Par l’exposé ci-dessus, nous avons indiqué les causes principales qui amènent les contestations entre les maîtres et leurs élèves. Y aurait-il un remède ? voyons ! Le conseil des Prud’hommes, chargé de juger ces différens, de les concilier s’il lui est possible, pourrait avoir une mission plus belle et plus grande à remplir : celle de les prévenir ; et nous croyons que l’on y parviendrait du moins en partie, en récompensant les élèves qui s’en seraient rendus dignes par les progrès qu’ils auraient fait dans l’état. Le conseil ne dérogerait pas de ses attributions, mais les relèverait au contraire, en cherchant à prévenir ces difficultés sans cesse renaissantes. Leurs sources sont connues, elles proviennent de l’indifférence, du dégoût, pour un état dans lequel on est entré dans un âge encore tendre et toujours dépourvu d’expérience, état qui ne présente plus d’avenir, point de récompense immédiate pour une bonne conduite, point d’indemnité pour les travaux, l’assiduité et les veilles qu’il comporte. En effet, considérant Lyon avec sa masse d’ateliers, n’avons nous pas le droit de nous étonner que trois ou quatre mille jeunes gens qui viennent y chercher un état, qui doit être leur unique gagne pain, soient laissés sans encouragement. Réfléchissons un peu à l’effet moral que produirait une institution d’encouragement, qui solennellement chaque année distribuerait de faibles prix, mais en nombre suffisans pour maintenir l’émulation parmi les élèves. Avec une cinquantaine de prix de la somme de 25 fr. à 200 fr. et une simple médaille pour le maître, on aura nous en sommes convaincus, un résultat immense. Les trois quarts de ces contestations scandaleuses disparaîtront ; les maîtres y gagneront de bons élèves et la fabrique de bons et solides ouvriersiv. Alors nous ne craindrons pas la concurrence de l’étranger pour les procédés de fabrication.

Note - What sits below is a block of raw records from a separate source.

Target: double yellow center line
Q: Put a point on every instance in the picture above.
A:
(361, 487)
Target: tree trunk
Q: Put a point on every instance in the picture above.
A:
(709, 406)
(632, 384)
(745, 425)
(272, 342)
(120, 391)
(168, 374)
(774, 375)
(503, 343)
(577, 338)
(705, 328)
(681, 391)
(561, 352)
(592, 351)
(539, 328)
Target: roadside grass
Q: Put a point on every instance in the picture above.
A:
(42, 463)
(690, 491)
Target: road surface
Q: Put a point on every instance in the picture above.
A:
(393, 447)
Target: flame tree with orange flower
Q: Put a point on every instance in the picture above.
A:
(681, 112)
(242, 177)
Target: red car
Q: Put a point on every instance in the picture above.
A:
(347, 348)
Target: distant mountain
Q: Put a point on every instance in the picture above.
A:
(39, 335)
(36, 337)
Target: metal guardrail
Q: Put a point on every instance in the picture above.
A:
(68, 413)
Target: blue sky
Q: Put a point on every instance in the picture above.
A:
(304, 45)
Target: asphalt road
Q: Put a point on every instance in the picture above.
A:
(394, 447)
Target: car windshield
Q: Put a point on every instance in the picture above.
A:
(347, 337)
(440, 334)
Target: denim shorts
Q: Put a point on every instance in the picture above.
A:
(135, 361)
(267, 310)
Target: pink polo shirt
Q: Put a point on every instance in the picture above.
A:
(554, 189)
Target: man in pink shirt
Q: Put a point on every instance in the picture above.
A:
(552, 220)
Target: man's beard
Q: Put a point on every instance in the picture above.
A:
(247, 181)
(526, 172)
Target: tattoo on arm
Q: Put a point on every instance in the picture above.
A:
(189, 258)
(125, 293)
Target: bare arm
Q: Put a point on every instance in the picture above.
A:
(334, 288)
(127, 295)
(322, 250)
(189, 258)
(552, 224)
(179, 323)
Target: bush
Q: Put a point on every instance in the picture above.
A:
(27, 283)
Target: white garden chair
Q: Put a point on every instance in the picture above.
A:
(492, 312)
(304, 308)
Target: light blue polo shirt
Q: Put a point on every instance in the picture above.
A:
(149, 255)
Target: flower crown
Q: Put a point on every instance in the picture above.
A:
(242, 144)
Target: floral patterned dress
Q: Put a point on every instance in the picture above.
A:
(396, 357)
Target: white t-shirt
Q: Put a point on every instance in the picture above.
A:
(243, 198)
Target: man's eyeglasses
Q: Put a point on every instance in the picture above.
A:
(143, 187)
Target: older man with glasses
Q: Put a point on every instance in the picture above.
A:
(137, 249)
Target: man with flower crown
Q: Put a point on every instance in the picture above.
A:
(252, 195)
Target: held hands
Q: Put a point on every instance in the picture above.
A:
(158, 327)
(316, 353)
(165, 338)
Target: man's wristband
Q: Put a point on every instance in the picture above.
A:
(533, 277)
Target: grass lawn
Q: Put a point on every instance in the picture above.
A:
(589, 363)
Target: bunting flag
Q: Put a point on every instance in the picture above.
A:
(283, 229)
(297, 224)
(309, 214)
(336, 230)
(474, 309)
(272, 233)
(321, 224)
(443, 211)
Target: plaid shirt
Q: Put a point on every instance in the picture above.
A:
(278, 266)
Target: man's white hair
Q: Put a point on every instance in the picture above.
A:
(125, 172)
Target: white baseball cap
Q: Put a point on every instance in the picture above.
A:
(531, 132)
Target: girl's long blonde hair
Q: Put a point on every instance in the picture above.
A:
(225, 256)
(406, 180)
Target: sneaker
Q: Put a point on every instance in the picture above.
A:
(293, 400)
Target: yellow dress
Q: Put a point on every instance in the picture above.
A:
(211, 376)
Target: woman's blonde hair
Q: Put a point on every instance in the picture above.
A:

Nous voyons des récompenses, des encouragemens accordés aux sciences, aux arts, à l’instruction ; nos académies, nos universités et nos collèges en décernent annuellement. A Lyon les écoles de St-Pierre et de la Martinière nous convient chaque année au spectacle ravissant du couronnement de leurs élèves. L’enseignement mutuel et les classes d’adultes ont des prix que dans sa haute sagesse deux loges M... se sont empressé de fonder en faveur de l’instruction populaire. Eh ! Par quelle étrange contradiction le travail, le plus nombreux, le plus assidu, et tout à la fois, le plus utile, la gloire et la richesse de notre cité, reste-t-il sans encouragement ? Nous l’avouons nous ne savons comment expliquer l’absence d’une institution aussi nationale dans notre cité. Son absence est la cause, sinon du malaise que nous ressentons, mais du moins de l’anarchie dans laquelle les ateliers sont tombés, anarchie que nos autorités municipales doivent s’empresser de faire cesser au plus tôt, si elles ne veulent voir une partie des liens sociaux qui attachent l’homme à sa patrie, entièrement rompus ; ce qui, joint au malaise général de la fabrique, en amènerait infailliblement la ruine. Maintenant les ateliers sont déserts, dépourvus d’ouvrage, les bras sont disséminés. Un jour peut ranimer le commerce, notre industrie devenir prospère, c’est notre espoir, puisse-t-il n’être pas déçu. Peut-être ce jour est-il moins éloigné de nous que nous le pensons ; alors, les maîtres seront bien forcés d’adopter des élèves, s’ils ne veulent pas avoir le douloureux spectacle de voir [4.1]passer, les commandes qui nous seront destinées, à l’étranger. Que cet espoir soit éloigné ou prêt de se réaliser, nous ne devons pas perdre de vue les améliorations que l’organisation de notre fabrique semble réclamer impérieusement.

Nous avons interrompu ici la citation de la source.